From: Garrett Lambert (no email)
Date: Wed Apr 11 2007 - 22:40:01 EDT

  • Next message: Ron Rogers: "Re: T&T: (Potentially) Catastrophic Electrical Shut-down"

    After the haul-out, the boat spent yesterday at at the visitors' dock, so I
    decided to put the batteries - probably about 5 years old - on the
    "Equalize" cycle. When I went back 8 hours later the boat was full of acrid
    fumes from off-gassing. Since this was the first time I had done this
    procedure, I wasn't aware of what the fumes implied. I aired the boat out,
    and set the inverter to the normal charge cycle. When I went back this
    morning to take the boat on the 3 hour trip back to its home dock, both the
    house and start batteries were completely flat. I used the generator to
    start the engine, and set out with the generator turned off. A couple of
    hours later, I checked the panel again and everything was normal with the
    batteries showing absolutely full charge.

    Illusory happiness.

    Just as I started to turn into my slip, everything on the boat just shut
    down, including the engine and thruster. I was extraordinarily lucky in that
    I was in a very difficult situation, drifting out of control with a lot of
    expensive fiberglass very close at hand. Had the shut-down occurred a few
    seconds earlier, there would have been some serious insurance claims. My
    first instinct was to drop the anchor, it was held fast by the immobile
    winch - no power - and I couldn't move it. The boat was pushed past the slip
    by the light breeze, but breasted into an inflatable dinghy long enough for
    me to jump to the dock with a line, and hold on until someone came to help.
    Only because the slip with which mine shares was empty, between us, we were
    able to manouver the boat into place and tie it up with absolutely no damage
    to anything. This was little short of miraculous.

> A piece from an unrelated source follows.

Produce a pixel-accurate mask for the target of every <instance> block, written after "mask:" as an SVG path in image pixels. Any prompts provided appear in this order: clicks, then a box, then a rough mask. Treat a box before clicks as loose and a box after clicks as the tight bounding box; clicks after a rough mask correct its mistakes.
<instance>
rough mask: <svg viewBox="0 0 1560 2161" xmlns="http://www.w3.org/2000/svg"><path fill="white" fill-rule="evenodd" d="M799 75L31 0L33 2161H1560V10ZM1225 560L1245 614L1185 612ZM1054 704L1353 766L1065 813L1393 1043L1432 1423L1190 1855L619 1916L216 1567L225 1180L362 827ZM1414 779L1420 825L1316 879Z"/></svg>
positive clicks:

    Then I went aboard and looked at the panel again. The "AC IN" LED showing
    "Fault" and was solid red, as were the lower battery charge LED's. The best
    explanation I've found so far is that the batteries were so close to the end
    of their lives that equalizing simply killed them off. The fumes were
    evidence of the degradation of the plates. The inverter sensed the absence
    of charge in the battery banks, and went 'balls to the wall' as long as it
    could to restore capacity. That caused it to overheat, so it shut itself
    down. However, why there wasn't enough juice from the alternator with the
    engine running at idle, I don't know, but the only way I can explain the
    simultaneous engine shut-down is that the fuel pump cut out.

    An electrician is coming to sort things out tomorrow and I'll report back.